Bien sûr, pour atteindre un tel niveau d'espérance, il faudra payer le prix, et c'est là que peut venir l'appel à être disciple au sens dont je vous ai parlé. "Si tu veux aller par où tu auras tout, il faut passer par où tu quittes tout." (Fin de la Montée du Carmel de saint Jean de la Croix.) C'est Dieu, par sa grâce, qui dit cela à tous ceux qui ne mettent pas d'obstacle.
Je pense à un autre mystique musulman: "Si tu veux Dieu, abandonne tout ce qui n'est pas Lui." C'est-à-dire comme désir principal. Nous aurons à voir de quelle manière les autres biens pourront être désirés.

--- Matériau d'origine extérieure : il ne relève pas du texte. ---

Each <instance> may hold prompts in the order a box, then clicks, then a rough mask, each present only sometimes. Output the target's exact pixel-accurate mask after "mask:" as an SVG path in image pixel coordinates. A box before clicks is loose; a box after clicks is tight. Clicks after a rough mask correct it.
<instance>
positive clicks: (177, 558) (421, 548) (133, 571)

Pour aujourd'hui, disons, avec saint Thomas (S. Th. II-II q. 17 a. 2 ad 3), que par rapport à la béatitude éternelle ces autres biens sont peu de chose. S'ils peuvent être désirés, ce n'est pas parce qu'ils apporteraient un complément à la possession de Dieu. C'est bien impossible. Alors pourquoi pourrons-nous les espérer? C'est en raison de notre condition humaine. Parce que nous sommes fragiles, misérables, à tout moment nous avons besoin que quelqu'un vienne nous prendre la main. Un secours humain, un acte de bonté peut nous bouleverser de reconnaissance à un moment donné. Et aussi nous faire prendre conscience de cette dignité que Dieu a mise en nous en nous donnant une âme immortelle. Étant donné la fragilité de la condition humaine, on pourra demander des choses qu'on croit se situer sur la route de son attente. Cela toujours, cependant, selon la prière de Jésus: "Que ce calice s'éloigne de moi!" ou bien: "Mon Dieu, donnez-moi cette chose... Néanmoins, que Votre volonté soit faite et non la mienne." Alors les choses demandées pourront être désirées saintement.

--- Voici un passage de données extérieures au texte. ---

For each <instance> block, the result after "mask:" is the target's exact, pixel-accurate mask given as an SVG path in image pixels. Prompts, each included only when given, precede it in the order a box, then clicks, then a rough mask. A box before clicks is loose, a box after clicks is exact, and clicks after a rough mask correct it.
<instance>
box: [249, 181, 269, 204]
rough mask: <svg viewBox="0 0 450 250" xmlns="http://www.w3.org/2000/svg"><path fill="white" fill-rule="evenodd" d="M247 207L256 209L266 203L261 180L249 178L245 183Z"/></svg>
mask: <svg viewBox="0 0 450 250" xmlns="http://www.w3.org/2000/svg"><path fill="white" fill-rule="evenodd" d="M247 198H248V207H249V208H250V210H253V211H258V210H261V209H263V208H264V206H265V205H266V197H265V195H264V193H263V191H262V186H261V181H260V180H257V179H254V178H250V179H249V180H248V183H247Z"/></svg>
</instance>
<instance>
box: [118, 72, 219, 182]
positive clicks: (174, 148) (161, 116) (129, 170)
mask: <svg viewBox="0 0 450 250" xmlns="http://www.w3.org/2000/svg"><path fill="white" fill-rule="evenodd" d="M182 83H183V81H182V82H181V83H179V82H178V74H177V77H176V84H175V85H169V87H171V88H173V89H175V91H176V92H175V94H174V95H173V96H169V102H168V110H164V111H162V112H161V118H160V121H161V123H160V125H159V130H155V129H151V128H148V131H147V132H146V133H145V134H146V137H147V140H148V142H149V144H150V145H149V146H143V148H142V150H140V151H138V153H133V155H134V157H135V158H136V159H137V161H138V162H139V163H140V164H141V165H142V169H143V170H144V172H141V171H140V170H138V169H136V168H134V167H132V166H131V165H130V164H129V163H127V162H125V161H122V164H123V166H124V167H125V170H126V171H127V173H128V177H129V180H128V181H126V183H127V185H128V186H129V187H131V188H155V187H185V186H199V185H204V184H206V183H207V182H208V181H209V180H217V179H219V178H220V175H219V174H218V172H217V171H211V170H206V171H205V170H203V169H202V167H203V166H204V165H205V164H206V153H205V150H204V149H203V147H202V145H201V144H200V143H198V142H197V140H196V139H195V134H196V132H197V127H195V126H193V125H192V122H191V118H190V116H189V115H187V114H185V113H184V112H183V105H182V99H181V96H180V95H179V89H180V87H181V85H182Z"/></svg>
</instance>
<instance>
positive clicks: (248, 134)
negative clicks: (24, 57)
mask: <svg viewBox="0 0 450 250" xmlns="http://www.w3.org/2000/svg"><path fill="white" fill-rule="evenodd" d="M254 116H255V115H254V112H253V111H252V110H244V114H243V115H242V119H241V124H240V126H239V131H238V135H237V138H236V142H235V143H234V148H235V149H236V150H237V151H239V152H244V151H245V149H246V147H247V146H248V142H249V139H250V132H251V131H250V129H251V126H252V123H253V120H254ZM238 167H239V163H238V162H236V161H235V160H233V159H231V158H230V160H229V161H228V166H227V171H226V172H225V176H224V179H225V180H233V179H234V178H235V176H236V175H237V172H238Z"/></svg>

Ici j'en viens à ce que je vous disais quant à ces paradoxes qu'on rencontre chez les saints au sujet de la souffrance. Quand ils auront compris que la souffrance acceptée dans l'amour est la porte royale pour entrer dans l'Amour, ils vont désirer la souffrance. Pour nous, ce serait téméraire. Mais il nous faut dire: Mon Dieu, agissez comme vous voyez que c'est bon selon votre gloire; et si vous pensez qu'une épreuve doive venir choissez-la vous-même et donnez-moi la force de dire "oui". Quand Dieu nous prend au mot, notre première pensée est la crainte d'avoir été téméraire. Mais cette voie-là, elle nous est ouverte par Jésus qui a dit: "J'ai désiré d'un grand désir manger cette pâque avec vous avant de souffrir" (Lc 22, 15). Il a désiré, vous le voyez, manger la pâque avant la souffrance qui doit l'introduire dans la gloire: "Ne fallait-il pas qu'il connût ces souffrances avant d'entrer dans sa gloire?" (Lc 24, 18). Et au moment de la trahison de Judas, on trouve, dans saint Jean (13, 21) une parole étonnante: Judas a pris la bouchée, il est parti, il faisait nuit, et la nuit était aussi dans son âme. Que dit alors Jésus? "Maintenant, le Fils de l'homme a été glorifié." Tous les exégètes ont remarqué cela: le moment où Jésus est trahi est celui où il est glorifié. Ce sont les deux versants de la même réalité: le vendredi-saint, qui est un échec, c'est le triomphe.
Alors, les saints, après Jésus, pourront essayer de dire de telles choses sans témérité. Ainsi saint Paul: "J'estime que les souffrances du temps présent sont sans comparaison à la gloire qui va être révélée en nous." Et saint Jean de la Croix, quand Dieu lui demande ce qu'il désire: "Seigneur, souffrir et être méprisé à cause de vous." Parce que ce sont là des choses de l'Évangile: Quand ils vous mépriseront à cause de moi, soyez dans l'allégresse. Mais vous voyez ce que c'est que de demander d'être méprisé... et tenir le coup quand viendra le mépris!
Voilà ce que c'est qu'être disciple au sens fort. Ce ne seront pas eux seuls qui seront sauvés, oh! non, heureusement; mais ce sont eux qui nous portent, sans que nous le sachions.
Péquy, dans un beau passage, dit cela à sa manière, sur le plan de l'image:
Heureusement qu'ils sont là, les saints, vous voyez. C'est pourquoi il n'est pas inutile de parler d'eux: nous dépendons d'eux plus profondément que nous ne le croyons.